I have X and Y variables, as well as a cluster variable (State). X and State are derived from Database A, while Y and State are derived from Database B.
X is a sentiment score ranging between -1 and 1, while Y is a yes or no (0 or 1) response.
In Database A, I aggregate X into average-X by state, while in Database B, I aggregate Y into percentage-Y by state. Then I combine the two datasets as follows:
In the combined data structure, my new outcome is percentage-Y, while I do have the numerator and denominator that give rise to percentage-Y.
I have heard that from here – "The most natural way fractional responses arise is from averaged 0/1 outcomes. In such cases, if you know the denominator, you want to estimate such models using standard probit or logistic regression".

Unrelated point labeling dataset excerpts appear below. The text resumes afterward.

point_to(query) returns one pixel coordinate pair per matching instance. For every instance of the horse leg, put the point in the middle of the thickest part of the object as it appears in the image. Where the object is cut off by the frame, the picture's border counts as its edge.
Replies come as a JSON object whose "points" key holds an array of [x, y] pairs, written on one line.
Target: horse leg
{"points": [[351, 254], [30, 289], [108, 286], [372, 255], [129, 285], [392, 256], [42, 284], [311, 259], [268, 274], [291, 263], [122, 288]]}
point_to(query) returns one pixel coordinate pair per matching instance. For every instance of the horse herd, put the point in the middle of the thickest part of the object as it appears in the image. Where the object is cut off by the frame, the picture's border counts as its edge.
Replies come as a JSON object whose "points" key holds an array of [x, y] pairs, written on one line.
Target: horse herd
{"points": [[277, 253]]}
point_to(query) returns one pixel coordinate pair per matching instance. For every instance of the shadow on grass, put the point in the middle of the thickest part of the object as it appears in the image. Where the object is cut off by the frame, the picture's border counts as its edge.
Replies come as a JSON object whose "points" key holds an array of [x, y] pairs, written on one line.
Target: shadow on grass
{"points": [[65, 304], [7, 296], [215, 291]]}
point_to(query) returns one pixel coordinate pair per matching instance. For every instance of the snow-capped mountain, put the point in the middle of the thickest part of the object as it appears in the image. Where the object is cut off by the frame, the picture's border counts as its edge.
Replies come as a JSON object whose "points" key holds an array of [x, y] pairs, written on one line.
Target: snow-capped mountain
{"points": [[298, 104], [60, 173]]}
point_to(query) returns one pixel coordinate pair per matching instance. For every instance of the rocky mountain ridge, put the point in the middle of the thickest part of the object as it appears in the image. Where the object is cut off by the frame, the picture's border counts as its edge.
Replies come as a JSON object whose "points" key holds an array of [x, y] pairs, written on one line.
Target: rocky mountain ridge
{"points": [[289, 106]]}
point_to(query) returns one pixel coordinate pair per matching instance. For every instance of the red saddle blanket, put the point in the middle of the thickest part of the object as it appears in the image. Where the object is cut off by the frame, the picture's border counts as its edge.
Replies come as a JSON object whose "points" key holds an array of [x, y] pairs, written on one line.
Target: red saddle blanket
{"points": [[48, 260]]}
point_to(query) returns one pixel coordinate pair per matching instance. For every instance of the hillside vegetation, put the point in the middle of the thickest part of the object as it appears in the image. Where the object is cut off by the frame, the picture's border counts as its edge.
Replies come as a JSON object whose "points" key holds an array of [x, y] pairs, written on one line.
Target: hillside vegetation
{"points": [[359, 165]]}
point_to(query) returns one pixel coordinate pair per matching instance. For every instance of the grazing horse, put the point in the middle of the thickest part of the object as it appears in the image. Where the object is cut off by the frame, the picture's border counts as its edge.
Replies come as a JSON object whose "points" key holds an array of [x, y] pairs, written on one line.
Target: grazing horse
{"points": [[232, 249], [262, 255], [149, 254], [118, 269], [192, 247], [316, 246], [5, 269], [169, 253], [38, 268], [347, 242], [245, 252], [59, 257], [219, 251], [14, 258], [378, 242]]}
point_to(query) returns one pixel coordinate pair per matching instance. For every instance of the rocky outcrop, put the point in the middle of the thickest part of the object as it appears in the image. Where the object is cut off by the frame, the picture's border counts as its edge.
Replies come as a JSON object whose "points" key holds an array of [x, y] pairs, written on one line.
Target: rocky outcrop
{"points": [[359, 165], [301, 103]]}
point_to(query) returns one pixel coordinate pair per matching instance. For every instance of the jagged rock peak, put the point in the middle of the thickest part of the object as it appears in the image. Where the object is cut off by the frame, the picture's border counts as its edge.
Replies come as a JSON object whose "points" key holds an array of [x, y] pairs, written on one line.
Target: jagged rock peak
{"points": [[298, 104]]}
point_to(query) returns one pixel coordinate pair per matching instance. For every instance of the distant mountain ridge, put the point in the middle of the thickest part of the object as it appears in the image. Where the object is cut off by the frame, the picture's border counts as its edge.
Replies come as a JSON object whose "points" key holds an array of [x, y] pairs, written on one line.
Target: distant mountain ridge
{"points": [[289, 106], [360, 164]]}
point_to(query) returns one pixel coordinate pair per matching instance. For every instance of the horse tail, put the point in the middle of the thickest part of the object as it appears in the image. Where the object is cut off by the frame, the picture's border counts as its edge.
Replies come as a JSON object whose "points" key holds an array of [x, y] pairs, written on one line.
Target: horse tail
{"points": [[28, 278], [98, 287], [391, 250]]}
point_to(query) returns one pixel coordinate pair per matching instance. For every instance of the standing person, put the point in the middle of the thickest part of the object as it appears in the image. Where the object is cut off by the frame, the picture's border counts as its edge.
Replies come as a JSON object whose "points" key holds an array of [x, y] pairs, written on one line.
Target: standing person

It seems since I do have the denominator information, I can avoid using the Fractional outcome regression and just stick with the standard Logistic regression.
However, how exactly can I model a logistic regression based on the denominator information?
First note that if you know the percentage and the denominator, then you also know the numerator. So, for example, if you know for a specific class (in your example, the class is state) that the ratio of positive to negative classes in a class is $0.6$, and the denominator of the ratio is $10$, then you immediately know that there are
- 6 positive (y = 1) cases in that class.
- 4 negative (y = 0) cases in that class.
With this information you can, in principle, create a new dataset expanding your grouped data. In this example you would end up with
- 6 rows for the class with $y = 1$.
- 4 rows for the class with $y = 0$.
Now you can use this new dataset to fit a logistic regression.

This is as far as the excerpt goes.